A few days later, as Magda was leaving the HQ, Doria joined her at the Gates.
“Are you going to the Guild-house? I will go with you. I have a message from my mother for Jaelle n’ha Melora.”
“Let me take it for you,” Magda said, glancing at the sky. “It will save you a long walk in the rain.”
Doria colored slightly. “I am sorry - Rafaella said I was to give it only to Jaelle herself.”
Magda shrugged. There was a time when she and Rafaella had actually been friends, but she could never count on the other woman’s friendliness. She would become accustomed to thinking of her as friendly, even presume on it a little - then discover without warning that Rafi was behaving as if she disliked her. But since she genuinely respected and admired Rafaella, she accepted her as Jaelle’s friend, if not her own.
The two women set off side by side, walking swiftly, the hoods of their capes drawn against the rain. “Are you staying much longer in the city, Margali?”
“I hope not.

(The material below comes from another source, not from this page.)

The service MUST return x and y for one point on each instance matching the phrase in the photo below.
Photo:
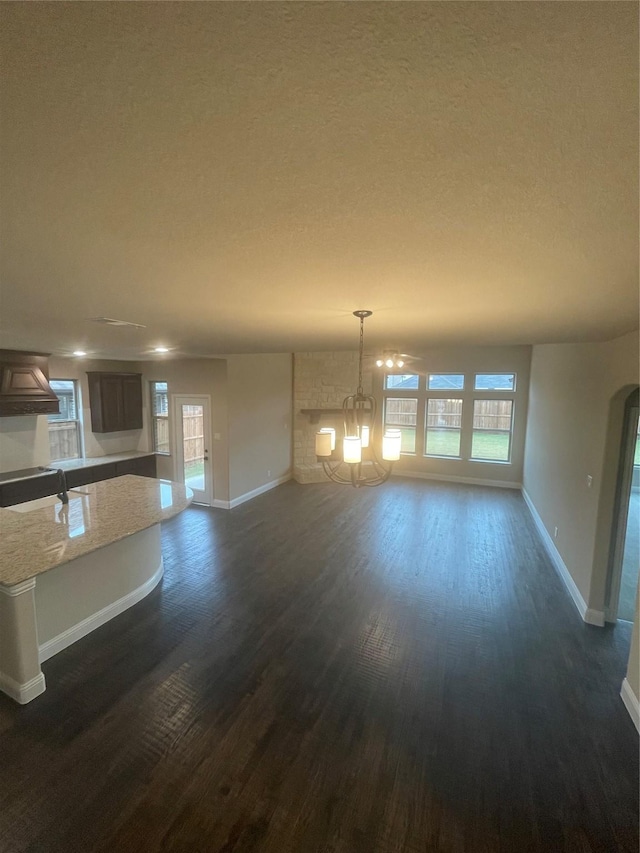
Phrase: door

There is really not much for me to do here. I know Jaelle would like to go back to work with Rafi, and Rafaella would like that too, but that would have to be her own decision.”
They turned into the square where the Guild-house stood. Doria was about to ring the bell when the door opened and Keitha stormed down the steps, swearing aloud.
“Keitha, what’s the matter?”
“Doria? Oh - well - it’s not your fault, but when I see your mother again - “
“What? What
is
the matter, Keitha?”
“I leased a horse from Rafaella, since I have none of my own, and sometimes, when I am summoned to a confinement outside the City walls, I must have one. I wanted to make it a formal arrangement, but she said, no, she had a dozen ponies in the stable, eating their heads off, not getting enough exercise, and I was welcome to use one whenever I needed one to ride.”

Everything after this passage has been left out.